No doubt, in the present case also the incident was said to have happened on 19.05.2006 and by this time eighteen (18) years have already been lapsed, but there was a loss of one human life. 25. Having regard to the above discussion and in view of the above pronouncements of the Hon’ble Supreme Court, this Court is of the considered opinion that the conviction is upheld, however, to meet the ends of justice, the sentence of imprisonment is reduced to three (03) months from six (06) months for the offence under Section 304-A of IPC. 26. In the result, the Criminal Revision Case is allowed in part, modifying the sentence of imprisonment imposed against the petitioner/accused to that of three (03) months simple imprisonment instead of six (06) months for the offence under Section 304-A IPC. The rest of the judgment dated 26.02.2010 in C.C.No.178 of 2008 on the file of the Court of learned II Additional Judicial Magistrate of First Class, Eluru, shall stands confirmed.

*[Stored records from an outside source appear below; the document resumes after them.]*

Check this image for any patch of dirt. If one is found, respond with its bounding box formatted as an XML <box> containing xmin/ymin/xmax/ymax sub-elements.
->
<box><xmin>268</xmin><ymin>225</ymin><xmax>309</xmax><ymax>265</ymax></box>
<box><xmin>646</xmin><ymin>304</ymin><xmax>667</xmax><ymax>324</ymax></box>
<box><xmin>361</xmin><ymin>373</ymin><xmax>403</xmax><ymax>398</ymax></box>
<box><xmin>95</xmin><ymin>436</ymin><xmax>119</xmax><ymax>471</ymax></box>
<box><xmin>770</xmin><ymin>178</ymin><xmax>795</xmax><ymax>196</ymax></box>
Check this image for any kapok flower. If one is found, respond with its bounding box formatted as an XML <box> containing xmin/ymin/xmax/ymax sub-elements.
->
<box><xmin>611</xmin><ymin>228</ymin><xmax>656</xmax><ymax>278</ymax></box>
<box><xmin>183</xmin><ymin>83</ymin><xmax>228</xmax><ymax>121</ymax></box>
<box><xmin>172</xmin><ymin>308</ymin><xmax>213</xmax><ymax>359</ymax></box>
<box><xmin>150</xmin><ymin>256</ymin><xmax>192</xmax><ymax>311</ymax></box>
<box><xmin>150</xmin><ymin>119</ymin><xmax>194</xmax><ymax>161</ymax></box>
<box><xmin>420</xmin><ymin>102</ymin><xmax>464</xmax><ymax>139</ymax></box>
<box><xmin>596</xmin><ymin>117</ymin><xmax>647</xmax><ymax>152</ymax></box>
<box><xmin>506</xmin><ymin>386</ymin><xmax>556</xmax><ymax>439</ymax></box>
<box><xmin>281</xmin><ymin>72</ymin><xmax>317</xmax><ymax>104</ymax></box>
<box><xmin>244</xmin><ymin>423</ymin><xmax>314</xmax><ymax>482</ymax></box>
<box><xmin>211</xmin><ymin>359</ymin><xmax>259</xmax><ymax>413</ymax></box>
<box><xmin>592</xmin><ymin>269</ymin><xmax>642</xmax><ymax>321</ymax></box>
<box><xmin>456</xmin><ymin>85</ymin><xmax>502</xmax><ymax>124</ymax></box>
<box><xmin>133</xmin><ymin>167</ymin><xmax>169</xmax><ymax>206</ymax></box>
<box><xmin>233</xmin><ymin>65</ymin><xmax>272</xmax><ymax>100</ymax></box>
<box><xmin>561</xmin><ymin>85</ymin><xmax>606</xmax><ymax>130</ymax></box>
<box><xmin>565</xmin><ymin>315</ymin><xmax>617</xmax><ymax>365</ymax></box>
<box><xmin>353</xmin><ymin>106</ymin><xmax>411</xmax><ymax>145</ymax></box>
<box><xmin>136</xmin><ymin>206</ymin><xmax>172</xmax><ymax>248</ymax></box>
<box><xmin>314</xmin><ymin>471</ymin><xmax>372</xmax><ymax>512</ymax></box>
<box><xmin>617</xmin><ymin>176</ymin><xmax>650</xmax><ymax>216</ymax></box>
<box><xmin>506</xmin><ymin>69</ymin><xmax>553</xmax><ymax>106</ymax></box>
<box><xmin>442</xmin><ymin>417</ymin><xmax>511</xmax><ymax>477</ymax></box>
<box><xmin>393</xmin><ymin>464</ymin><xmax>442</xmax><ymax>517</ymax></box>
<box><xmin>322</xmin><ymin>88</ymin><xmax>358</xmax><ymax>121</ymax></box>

The period of sentence, if any, already undergone by the petitioner/accused, shall be given set off under Section 428 Cr.P.C. The petitioner/accused is directed to surrender before the Court of II Additional Judicial Magistrate of First Class, Eluru, to serve the remaining sentence, if not, the learned Magistrate concerned shall take steps against the petitioner. 27. Interim orders granted earlier if any, stand vacated. 28. Miscellaneous petitions pending if any shall stand closed.